Ok, I've just started dating this guy and he is always really protective of his phone.

Every guy is protective of his phone, his phone is something private to him.  It shouldn't be interfered with by anyone.  He will have phone numbers of female friends, he'll have ex-girlfriends on there, he'll have texts from his mates and texts from his parents.  He doesn't want anyone seeing them.  It's private stuff. 

 

Now, this upsets me a lot because naturally I think there is some girl that he is texting.

Well yes, maybe his mum, maybe some ex-girlfriend, maybe some female friend.  What does it matter, he's going out with you?  As long as he's not seeing someone else that's all that matters. When I go out with a woman I don't expect her to hand over her phone and let me rifle through all her texts and contacts to make sure I approve.  Quite frankly I'd expect at least some texts and contacts to be suspicious, but it's best not to let my imagination run wild, after all I'm the one going out with her.

 

Thing is when I get cross because he is being weird with his phone he says he isn't going to let me look at his messages just so i'll trust him.

You do not to trust him, you can't be with him every moment of the day and you can't monitor every form of communication he uses to contact other people.  It's just a pointless waste of his and your energy, you need to focus on your relationship with him, not other peoples relationship with him.  Because the more you go on about texts and phone calls, the more he'll start to think, maybe I should be texting someone else because this bint is doing my head in.

Now, to be honest I don't want to read his messages I only want to now because he acts so weird!
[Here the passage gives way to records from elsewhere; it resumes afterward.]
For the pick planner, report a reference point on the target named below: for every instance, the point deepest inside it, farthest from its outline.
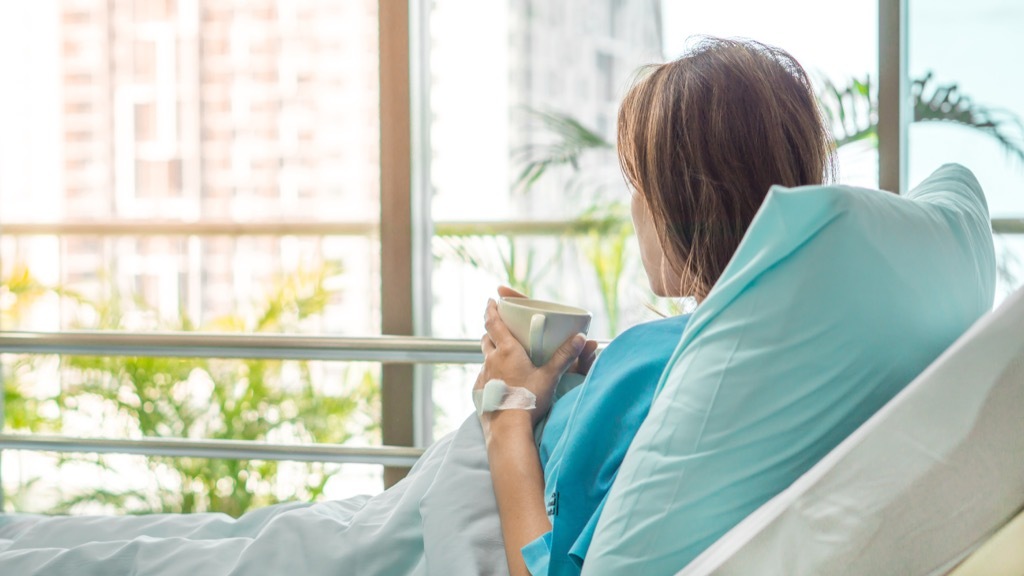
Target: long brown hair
(705, 136)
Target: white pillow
(918, 487)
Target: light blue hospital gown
(586, 438)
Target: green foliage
(262, 400)
(572, 139)
(606, 252)
(853, 112)
(946, 104)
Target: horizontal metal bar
(294, 228)
(404, 350)
(227, 449)
(299, 228)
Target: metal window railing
(395, 350)
(389, 350)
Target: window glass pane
(512, 89)
(193, 112)
(278, 402)
(529, 78)
(970, 89)
(162, 129)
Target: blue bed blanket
(418, 527)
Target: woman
(700, 141)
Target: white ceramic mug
(541, 326)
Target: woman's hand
(504, 359)
(587, 357)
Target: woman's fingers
(506, 292)
(587, 357)
(564, 356)
(497, 329)
(486, 344)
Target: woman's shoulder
(643, 345)
(652, 332)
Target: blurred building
(218, 111)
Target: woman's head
(701, 139)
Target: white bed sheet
(440, 520)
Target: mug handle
(537, 338)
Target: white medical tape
(496, 395)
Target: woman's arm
(515, 465)
(518, 480)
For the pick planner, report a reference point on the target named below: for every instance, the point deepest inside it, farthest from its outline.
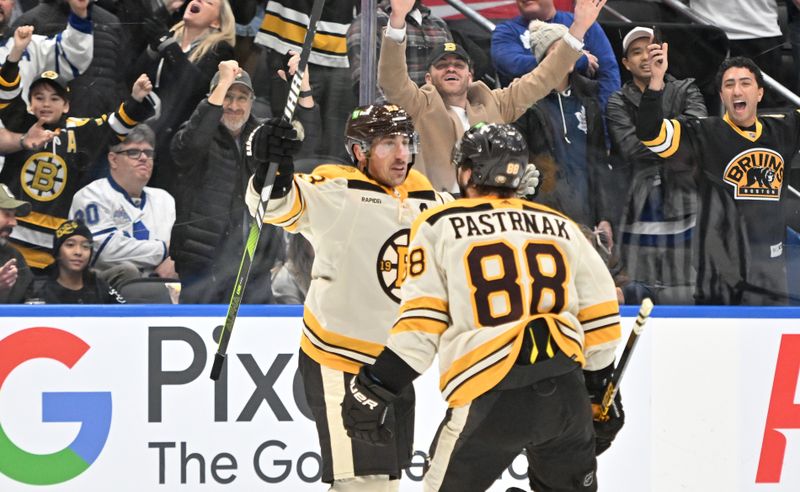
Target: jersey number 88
(497, 287)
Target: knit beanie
(544, 34)
(67, 230)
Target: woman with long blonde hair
(181, 61)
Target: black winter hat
(67, 230)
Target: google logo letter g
(92, 410)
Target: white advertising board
(98, 399)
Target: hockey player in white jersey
(515, 301)
(357, 219)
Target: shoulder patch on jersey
(433, 215)
(416, 181)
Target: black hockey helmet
(496, 153)
(367, 123)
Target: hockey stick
(255, 227)
(613, 385)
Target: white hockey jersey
(123, 229)
(68, 53)
(359, 231)
(478, 271)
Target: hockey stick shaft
(613, 385)
(255, 227)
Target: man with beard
(212, 221)
(15, 276)
(450, 102)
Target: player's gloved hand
(605, 429)
(530, 182)
(155, 32)
(366, 409)
(276, 141)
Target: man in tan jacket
(450, 102)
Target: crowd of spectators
(127, 121)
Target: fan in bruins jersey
(515, 301)
(49, 176)
(741, 162)
(357, 219)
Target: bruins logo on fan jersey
(44, 176)
(756, 174)
(392, 263)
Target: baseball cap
(68, 229)
(634, 34)
(8, 202)
(243, 78)
(57, 82)
(449, 49)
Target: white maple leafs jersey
(124, 229)
(478, 271)
(359, 231)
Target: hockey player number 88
(497, 287)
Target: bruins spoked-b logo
(756, 174)
(44, 176)
(392, 262)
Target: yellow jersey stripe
(424, 325)
(42, 220)
(603, 335)
(478, 354)
(335, 340)
(296, 34)
(426, 303)
(596, 311)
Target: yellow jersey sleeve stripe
(336, 340)
(327, 359)
(478, 354)
(599, 337)
(423, 325)
(296, 34)
(426, 303)
(480, 383)
(596, 311)
(676, 141)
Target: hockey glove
(155, 32)
(276, 141)
(366, 410)
(605, 429)
(530, 182)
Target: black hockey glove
(367, 409)
(155, 32)
(605, 429)
(275, 141)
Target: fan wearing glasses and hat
(49, 176)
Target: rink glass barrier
(97, 398)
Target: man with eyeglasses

So, not I just don't have any trust for him!

You are just been nosey and unnecessarily distrustful.  Yes he might be getting up to something but really you need to find that out from him, not through drawing conclusions from text messages.

 

When we started dating again 'naturally' people thought it was their place to get involved and people started telling me that he did this and that and when I confronted him to try and break it off he started to cry... a lot...

If a guy cries, then really he must be seriously into you.  I very rarely cry if a woman finishes me or I finish them.  It takes a lot to get a guy to the point of crying.

 

to the point where I actually believed that he didn't say the things these people say he did.. but now at the same time .. with his phone weirdness and these things in the back of my head, all i do is worry.

 

So, time has passed and as it's passed i've left all of these things in the past. Ok, so now there is more. It's not the kind of relationship where he doesn't call me and i always have to call him, because he always calls me - randomly even, but every time he sounds unhappy or annoyed you know and it makes me feel like he doesn't like me.
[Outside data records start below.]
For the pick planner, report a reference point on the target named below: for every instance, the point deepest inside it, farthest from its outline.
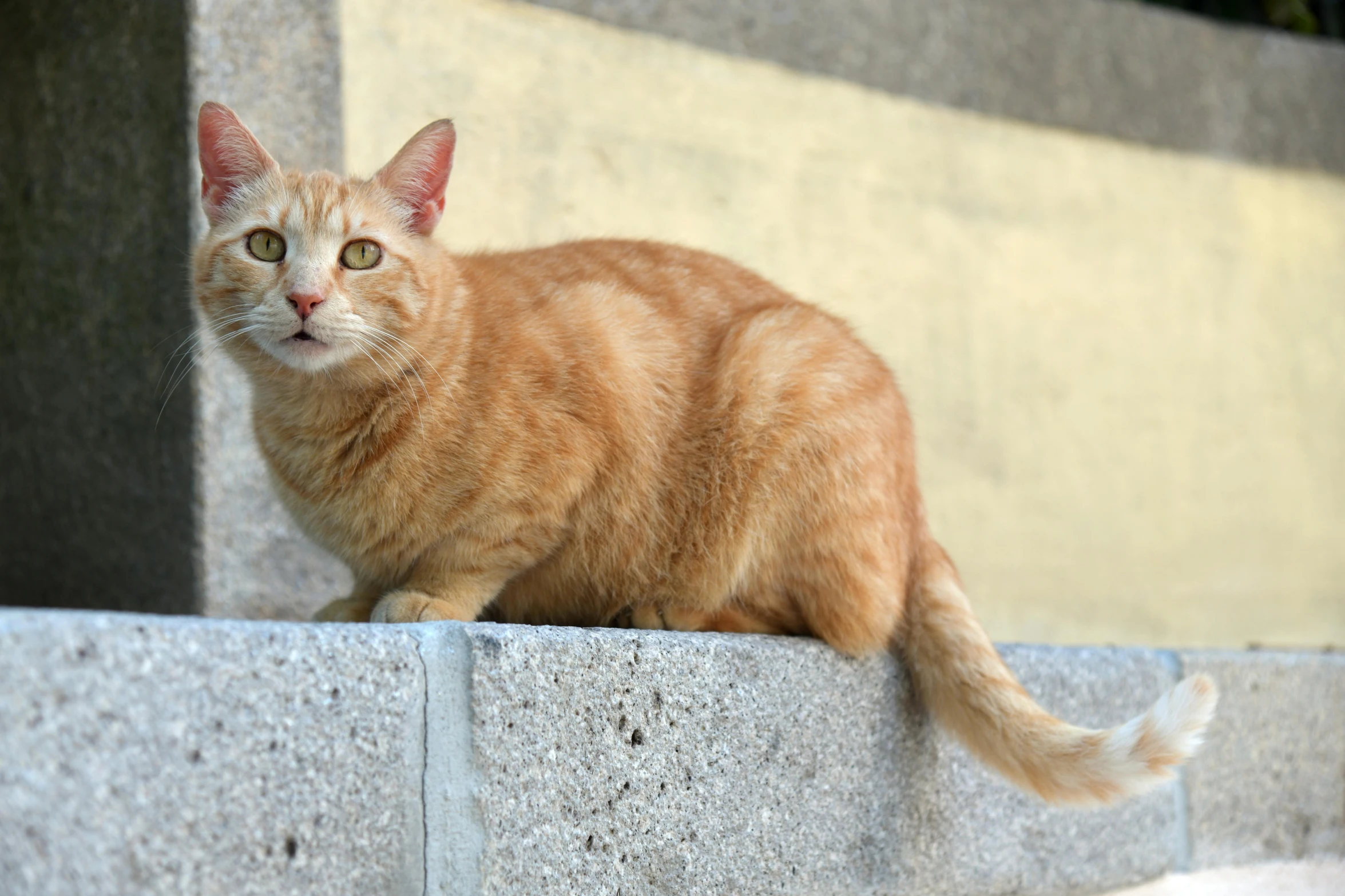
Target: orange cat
(604, 432)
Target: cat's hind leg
(689, 620)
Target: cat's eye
(267, 246)
(361, 254)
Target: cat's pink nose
(304, 302)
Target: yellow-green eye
(361, 254)
(267, 246)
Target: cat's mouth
(304, 336)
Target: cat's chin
(308, 355)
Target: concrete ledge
(146, 754)
(159, 755)
(1271, 786)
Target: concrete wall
(197, 756)
(1124, 360)
(96, 483)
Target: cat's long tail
(970, 690)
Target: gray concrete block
(661, 762)
(1271, 782)
(1103, 66)
(151, 755)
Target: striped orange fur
(604, 433)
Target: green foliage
(1321, 18)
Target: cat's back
(673, 280)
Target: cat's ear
(419, 174)
(231, 158)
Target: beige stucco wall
(1125, 364)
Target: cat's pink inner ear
(231, 158)
(419, 175)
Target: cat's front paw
(346, 610)
(411, 606)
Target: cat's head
(316, 272)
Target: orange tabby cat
(598, 432)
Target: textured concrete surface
(160, 755)
(1290, 879)
(1124, 364)
(150, 755)
(96, 485)
(660, 762)
(1273, 781)
(1102, 66)
(277, 65)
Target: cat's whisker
(411, 366)
(403, 341)
(196, 359)
(401, 381)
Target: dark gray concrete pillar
(112, 496)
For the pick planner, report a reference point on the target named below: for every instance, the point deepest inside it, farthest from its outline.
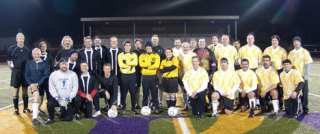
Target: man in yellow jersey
(227, 51)
(127, 61)
(225, 82)
(215, 42)
(196, 81)
(292, 82)
(177, 47)
(185, 64)
(268, 79)
(169, 69)
(301, 60)
(149, 63)
(251, 52)
(277, 54)
(193, 44)
(248, 86)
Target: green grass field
(158, 124)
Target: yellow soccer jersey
(127, 62)
(253, 54)
(149, 63)
(299, 58)
(277, 56)
(195, 80)
(248, 80)
(228, 52)
(226, 82)
(290, 81)
(176, 51)
(213, 47)
(185, 61)
(167, 63)
(266, 78)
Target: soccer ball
(145, 110)
(173, 111)
(112, 113)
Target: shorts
(170, 85)
(17, 78)
(227, 103)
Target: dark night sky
(55, 18)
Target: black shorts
(170, 85)
(227, 103)
(17, 78)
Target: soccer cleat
(135, 111)
(251, 114)
(36, 122)
(16, 112)
(78, 117)
(48, 121)
(214, 115)
(26, 110)
(42, 112)
(98, 113)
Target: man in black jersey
(17, 56)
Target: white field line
(183, 126)
(12, 105)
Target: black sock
(25, 102)
(168, 103)
(173, 103)
(15, 102)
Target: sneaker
(251, 114)
(36, 122)
(135, 111)
(78, 117)
(48, 121)
(42, 112)
(138, 107)
(16, 112)
(26, 110)
(214, 115)
(98, 113)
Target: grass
(166, 125)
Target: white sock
(257, 102)
(215, 107)
(252, 101)
(275, 104)
(119, 98)
(35, 110)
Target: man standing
(112, 58)
(17, 58)
(86, 94)
(149, 63)
(248, 86)
(195, 82)
(227, 51)
(127, 61)
(36, 72)
(92, 57)
(301, 60)
(101, 50)
(251, 52)
(66, 44)
(225, 82)
(63, 87)
(268, 80)
(292, 82)
(138, 51)
(277, 54)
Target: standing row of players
(96, 71)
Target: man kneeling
(225, 82)
(63, 87)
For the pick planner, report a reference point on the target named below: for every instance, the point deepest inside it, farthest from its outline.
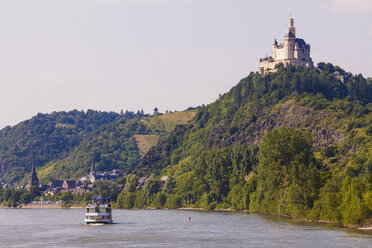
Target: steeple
(32, 180)
(291, 29)
(92, 174)
(92, 170)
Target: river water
(169, 228)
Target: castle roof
(301, 43)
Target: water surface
(169, 228)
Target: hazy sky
(172, 54)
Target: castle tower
(289, 40)
(32, 180)
(275, 46)
(293, 51)
(92, 173)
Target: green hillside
(44, 138)
(120, 144)
(62, 144)
(296, 142)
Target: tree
(288, 174)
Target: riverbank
(57, 206)
(367, 227)
(48, 206)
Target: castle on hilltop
(293, 51)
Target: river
(169, 228)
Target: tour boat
(98, 211)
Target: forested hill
(45, 137)
(315, 100)
(297, 142)
(62, 144)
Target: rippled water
(168, 228)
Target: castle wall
(292, 52)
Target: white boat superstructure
(98, 211)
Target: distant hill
(120, 144)
(62, 144)
(45, 137)
(296, 142)
(306, 99)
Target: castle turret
(32, 180)
(293, 51)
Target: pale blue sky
(171, 54)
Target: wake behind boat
(98, 211)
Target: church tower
(92, 174)
(293, 51)
(289, 40)
(32, 180)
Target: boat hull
(88, 221)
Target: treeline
(232, 119)
(46, 137)
(282, 176)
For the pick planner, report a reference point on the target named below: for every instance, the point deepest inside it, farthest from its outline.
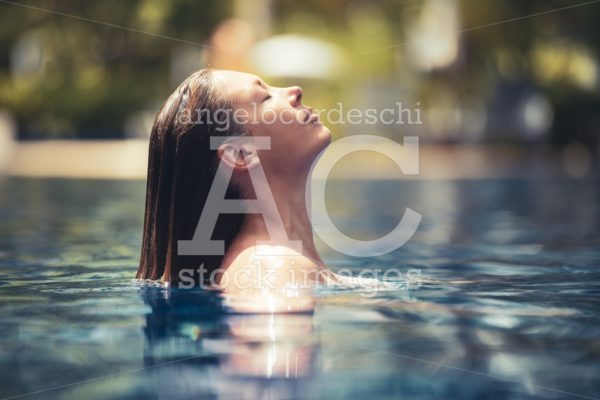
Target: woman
(182, 169)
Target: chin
(325, 135)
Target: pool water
(507, 305)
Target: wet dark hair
(181, 169)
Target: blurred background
(503, 87)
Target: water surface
(508, 305)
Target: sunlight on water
(505, 305)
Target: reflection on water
(199, 347)
(508, 306)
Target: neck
(289, 194)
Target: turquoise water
(508, 304)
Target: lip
(311, 117)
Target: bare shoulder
(258, 279)
(270, 267)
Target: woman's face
(297, 135)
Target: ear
(238, 157)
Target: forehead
(238, 87)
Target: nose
(295, 93)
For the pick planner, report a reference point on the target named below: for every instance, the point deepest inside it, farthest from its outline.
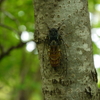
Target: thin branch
(21, 44)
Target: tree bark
(75, 78)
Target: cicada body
(54, 54)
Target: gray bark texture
(75, 78)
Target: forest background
(20, 77)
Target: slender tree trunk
(75, 78)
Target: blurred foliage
(19, 69)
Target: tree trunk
(75, 78)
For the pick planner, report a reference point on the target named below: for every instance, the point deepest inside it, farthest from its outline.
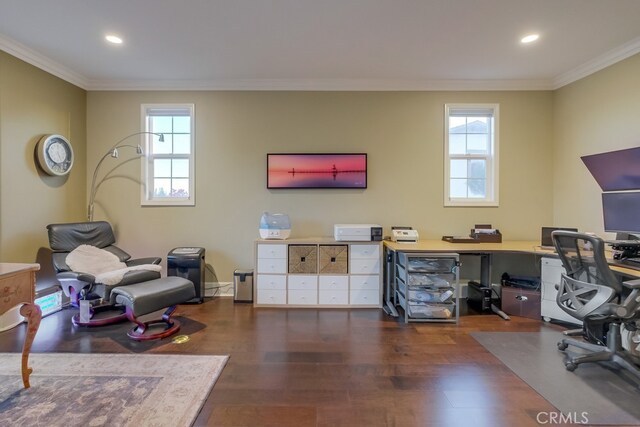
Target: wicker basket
(334, 259)
(303, 259)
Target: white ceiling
(320, 44)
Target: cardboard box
(521, 302)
Guys get annoyed with women, women can be irritating at times, the best thing he can do is project that annoyance to you and discuss it in a calm manner.  The fact that he phones you demonstrates he wants to be with you. You drive him nuts but he still wants to phone you.  If he didn't like you, he would avoid phoning you completely and just go completely quiet.

 

When we were together the other day he seems very distant. I kept asking him what was wrong and he just said he was tired, but to me this is was an excuse.
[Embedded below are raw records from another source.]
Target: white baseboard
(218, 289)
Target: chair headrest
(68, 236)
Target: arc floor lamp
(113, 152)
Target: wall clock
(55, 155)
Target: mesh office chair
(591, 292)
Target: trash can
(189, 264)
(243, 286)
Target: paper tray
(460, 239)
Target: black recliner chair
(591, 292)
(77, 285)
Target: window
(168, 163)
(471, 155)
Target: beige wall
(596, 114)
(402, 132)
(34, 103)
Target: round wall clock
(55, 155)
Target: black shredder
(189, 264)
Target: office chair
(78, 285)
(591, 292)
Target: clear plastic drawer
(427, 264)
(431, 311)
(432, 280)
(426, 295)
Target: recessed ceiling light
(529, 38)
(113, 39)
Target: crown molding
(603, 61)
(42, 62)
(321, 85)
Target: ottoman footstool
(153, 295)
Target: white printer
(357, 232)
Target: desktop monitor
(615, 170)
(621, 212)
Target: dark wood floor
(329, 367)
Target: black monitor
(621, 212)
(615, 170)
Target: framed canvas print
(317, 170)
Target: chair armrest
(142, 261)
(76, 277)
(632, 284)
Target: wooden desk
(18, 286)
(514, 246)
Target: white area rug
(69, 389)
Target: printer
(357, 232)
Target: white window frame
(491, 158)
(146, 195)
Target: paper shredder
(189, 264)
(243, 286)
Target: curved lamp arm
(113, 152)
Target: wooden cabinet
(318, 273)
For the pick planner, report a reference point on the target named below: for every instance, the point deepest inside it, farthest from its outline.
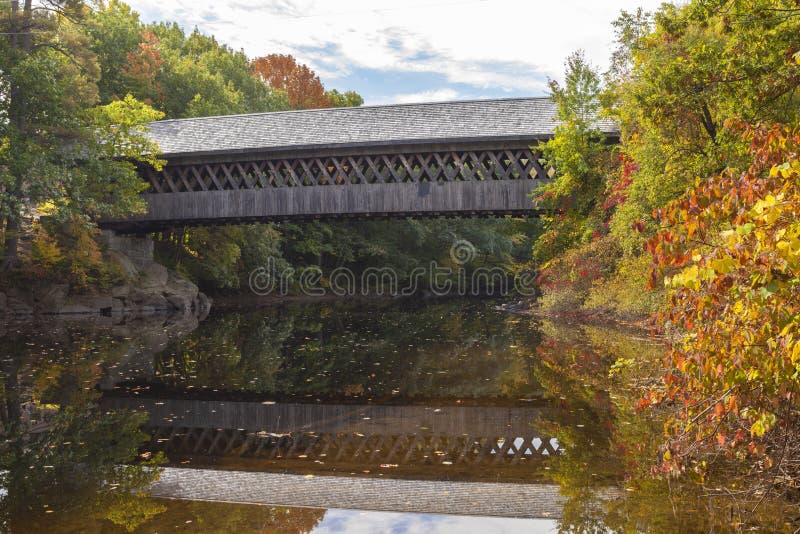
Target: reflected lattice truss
(447, 166)
(345, 447)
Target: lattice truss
(348, 170)
(355, 447)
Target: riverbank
(143, 288)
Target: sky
(392, 51)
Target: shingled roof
(513, 119)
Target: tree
(300, 83)
(348, 99)
(581, 157)
(57, 148)
(677, 76)
(730, 251)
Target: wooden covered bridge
(450, 158)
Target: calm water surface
(434, 392)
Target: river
(371, 416)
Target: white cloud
(504, 45)
(436, 95)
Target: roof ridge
(405, 104)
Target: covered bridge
(464, 158)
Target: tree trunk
(11, 245)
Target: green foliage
(348, 99)
(582, 159)
(730, 250)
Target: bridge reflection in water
(345, 437)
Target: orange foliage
(301, 84)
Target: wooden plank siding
(307, 186)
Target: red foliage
(302, 85)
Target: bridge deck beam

It could be that he's not liking being with and is therefore having second thoughts, but he hasn't come to a conclusive decision yet.  But really you need to look out for consistency.  Guys can have a bad day, what will be more telling is if he's distant on several meetings in a row.  That would mean he is not just having an off day, there's something wrong with him when he sees you.

 

When he left that evening he text me and said that he was sorry if he seems to be 'off me' and that he was acting stand offish because he is falling for me and that it scares him because he has been so hurt by his ex girlfriends when he has fallen in love with them..

 

I think that's an understandable reason.  I think many men get scared to get too close to women, because he finds in the past as soon as he gets close to a woman, she ditches him.  So he could be telling the truth there. But overall I think he's having doubts about you.

 

Sam, my question to you is - is he for real!!! Or is he just wanting me to hang around because he likes having a girlfriend.

 

Why did he act that way if he is supposidly 'falling for me'. He made me feel rejected.

Guys can't have perfect days everyday.  You have got to give him time over a series of dates.  If you find he's like that over several dates, then you need to be cautious.

 

So, from the weird phone business to girls saying he said he didn't want to be with me ...

 

oh, that's just women gossip.  He might have said something else but they interrupted it as meaning that.

 

to me trying to break up with him because he said that ... to him breaking down because he said it's not fair because it's not true ... to him acting distant and acting weird on the phone...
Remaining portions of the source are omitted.